TL;DR
Transkribus is an AI-based Handwritten Text Recognition (HTR) platform. Supporting over 100 languages, it can recognize not only printed text but also handwriting. Its custom model training feature allows you to optimize recognition accuracy for specific handwriting styles and scripts. It has become an essential tool for DH researchers working on historical document transcription.
What is Transkribus?
Transkribus originated as a project at the University of Innsbruck, Austria, and is currently managed by READ-COOP SCE (a European cooperative).

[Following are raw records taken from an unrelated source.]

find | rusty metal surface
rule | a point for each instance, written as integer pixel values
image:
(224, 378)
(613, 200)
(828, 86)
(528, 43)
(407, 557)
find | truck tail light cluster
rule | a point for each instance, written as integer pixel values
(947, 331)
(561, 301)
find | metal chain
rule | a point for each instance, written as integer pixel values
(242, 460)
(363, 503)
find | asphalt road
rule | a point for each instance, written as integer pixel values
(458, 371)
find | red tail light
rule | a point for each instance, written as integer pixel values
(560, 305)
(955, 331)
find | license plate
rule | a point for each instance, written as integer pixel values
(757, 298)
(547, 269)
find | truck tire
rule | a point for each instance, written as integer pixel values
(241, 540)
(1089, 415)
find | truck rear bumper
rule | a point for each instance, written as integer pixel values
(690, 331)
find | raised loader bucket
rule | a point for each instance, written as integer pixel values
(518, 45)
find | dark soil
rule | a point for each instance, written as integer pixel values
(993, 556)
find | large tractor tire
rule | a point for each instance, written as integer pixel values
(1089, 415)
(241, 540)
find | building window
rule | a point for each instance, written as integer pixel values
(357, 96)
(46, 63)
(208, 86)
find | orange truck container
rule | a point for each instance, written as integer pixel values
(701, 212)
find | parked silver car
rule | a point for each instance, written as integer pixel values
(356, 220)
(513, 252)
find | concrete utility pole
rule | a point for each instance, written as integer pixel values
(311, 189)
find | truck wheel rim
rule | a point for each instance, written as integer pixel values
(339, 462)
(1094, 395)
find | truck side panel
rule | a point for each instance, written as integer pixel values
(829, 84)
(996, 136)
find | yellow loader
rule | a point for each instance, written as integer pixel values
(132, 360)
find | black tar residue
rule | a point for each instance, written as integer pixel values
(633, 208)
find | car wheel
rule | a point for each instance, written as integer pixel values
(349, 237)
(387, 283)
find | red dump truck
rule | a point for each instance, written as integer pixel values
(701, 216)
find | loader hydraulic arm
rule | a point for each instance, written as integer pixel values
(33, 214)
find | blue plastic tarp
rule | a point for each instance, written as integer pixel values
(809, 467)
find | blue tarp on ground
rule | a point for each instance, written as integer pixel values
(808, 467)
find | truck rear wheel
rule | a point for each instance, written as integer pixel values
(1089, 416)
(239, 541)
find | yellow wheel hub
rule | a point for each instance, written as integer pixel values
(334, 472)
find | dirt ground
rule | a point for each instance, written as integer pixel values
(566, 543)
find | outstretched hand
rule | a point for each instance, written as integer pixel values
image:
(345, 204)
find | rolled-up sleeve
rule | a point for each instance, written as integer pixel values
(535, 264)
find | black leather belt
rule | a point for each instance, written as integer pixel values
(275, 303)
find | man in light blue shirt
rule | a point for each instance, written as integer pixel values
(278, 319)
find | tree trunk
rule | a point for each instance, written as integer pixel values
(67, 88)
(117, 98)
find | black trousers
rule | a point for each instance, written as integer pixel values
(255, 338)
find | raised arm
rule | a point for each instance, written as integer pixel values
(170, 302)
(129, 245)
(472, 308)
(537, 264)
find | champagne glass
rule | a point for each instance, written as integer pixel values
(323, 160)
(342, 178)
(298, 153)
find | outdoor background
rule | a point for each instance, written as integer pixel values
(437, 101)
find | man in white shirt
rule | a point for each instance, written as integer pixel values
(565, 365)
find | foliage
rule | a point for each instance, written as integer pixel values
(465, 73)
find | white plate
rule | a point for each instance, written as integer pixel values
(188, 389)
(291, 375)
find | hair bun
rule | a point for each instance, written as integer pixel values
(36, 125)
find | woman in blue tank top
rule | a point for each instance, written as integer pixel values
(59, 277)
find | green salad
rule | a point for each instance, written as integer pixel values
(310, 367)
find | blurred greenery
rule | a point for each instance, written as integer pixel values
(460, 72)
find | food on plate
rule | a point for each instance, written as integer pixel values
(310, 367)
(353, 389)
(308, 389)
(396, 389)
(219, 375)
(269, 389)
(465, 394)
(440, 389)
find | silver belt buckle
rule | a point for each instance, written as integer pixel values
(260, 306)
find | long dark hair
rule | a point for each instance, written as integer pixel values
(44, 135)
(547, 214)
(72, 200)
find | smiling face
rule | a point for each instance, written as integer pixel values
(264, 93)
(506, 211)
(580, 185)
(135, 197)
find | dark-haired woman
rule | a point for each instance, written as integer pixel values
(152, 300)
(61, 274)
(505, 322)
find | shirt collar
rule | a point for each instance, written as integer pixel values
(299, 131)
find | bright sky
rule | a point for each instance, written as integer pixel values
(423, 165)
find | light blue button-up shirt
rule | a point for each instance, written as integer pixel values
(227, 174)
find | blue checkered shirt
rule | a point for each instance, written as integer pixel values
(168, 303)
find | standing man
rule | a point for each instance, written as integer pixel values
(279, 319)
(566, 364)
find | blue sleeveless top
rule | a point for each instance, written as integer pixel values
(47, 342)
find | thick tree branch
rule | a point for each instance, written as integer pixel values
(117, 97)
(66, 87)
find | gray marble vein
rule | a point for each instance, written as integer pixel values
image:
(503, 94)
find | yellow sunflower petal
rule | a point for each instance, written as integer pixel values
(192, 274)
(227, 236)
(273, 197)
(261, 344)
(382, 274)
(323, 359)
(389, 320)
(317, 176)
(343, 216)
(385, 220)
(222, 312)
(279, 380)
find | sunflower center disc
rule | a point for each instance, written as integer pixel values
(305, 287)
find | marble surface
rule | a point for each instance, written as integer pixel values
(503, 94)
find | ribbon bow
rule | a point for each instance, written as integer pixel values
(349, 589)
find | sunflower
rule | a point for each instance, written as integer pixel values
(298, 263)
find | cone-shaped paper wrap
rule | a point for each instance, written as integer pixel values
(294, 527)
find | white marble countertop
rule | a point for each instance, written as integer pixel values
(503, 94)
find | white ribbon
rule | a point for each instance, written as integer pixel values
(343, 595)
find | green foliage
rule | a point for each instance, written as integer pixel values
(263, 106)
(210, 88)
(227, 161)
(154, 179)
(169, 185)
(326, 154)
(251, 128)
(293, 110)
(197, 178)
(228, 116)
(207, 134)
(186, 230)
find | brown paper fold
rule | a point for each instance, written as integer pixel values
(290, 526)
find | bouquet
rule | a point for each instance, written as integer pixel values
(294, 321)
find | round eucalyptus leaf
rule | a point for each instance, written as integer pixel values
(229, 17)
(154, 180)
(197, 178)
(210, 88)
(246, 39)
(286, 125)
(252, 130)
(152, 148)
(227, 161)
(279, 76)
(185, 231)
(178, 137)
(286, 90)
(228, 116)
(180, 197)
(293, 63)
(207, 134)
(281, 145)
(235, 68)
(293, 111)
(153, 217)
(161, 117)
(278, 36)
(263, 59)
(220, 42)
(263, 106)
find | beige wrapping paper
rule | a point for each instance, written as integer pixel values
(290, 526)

Its development has been supported by funding from the EU’s Horizon 2020 programme and other sources.
Key features include:
- HTR (Handwritten Text Recognition): Deep learning-based handwriting recognition engine
- 100+ languages: Supports diverse writing systems including Latin, Cyrillic, Arabic, and Hebrew scripts
- Custom model training: Train recognition models on your own data for high-accuracy recognition specialized to specific documents
- Layout analysis: Automatic detection of text regions, lines, and paragraphs within pages
- Collaborative work: Supports team-based collaboration for efficient large-scale transcription projects
Key Features
Text Recognition (HTR/OCR)
The core functionality of Transkribus. Pre-trained general models allow you to start text recognition immediately. Available public models cover various periods and languages, including medieval Latin manuscripts, early modern German Kurrent script, and English cursive handwriting.
Custom Model Training
One of the most powerful features. With approximately 50 pages of Ground Truth (images with correct transcription text), you can train a model specialized for specific handwriting or scripts. Trained models can also be shared with other users.
Layout Analysis
Automatically analyzes document image layouts, detecting text regions (TextRegion), text lines (TextLine), and baselines. It handles complex layouts including multi-column text, tables, and marginal notes.
Transkribus Lite
A browser-based interface that requires no installation. It provides basic HTR functionality and layout analysis, making it suitable for quick trials.
How to Use
Basic Workflow
- Create an account: Register at Transkribus
- Upload documents: Upload image files (JPEG, PNG, TIFF) or PDFs
- Layout analysis: Run automatic layout analysis to detect text regions and lines
- Select a model: Choose an appropriate HTR model (searchable from the public model list)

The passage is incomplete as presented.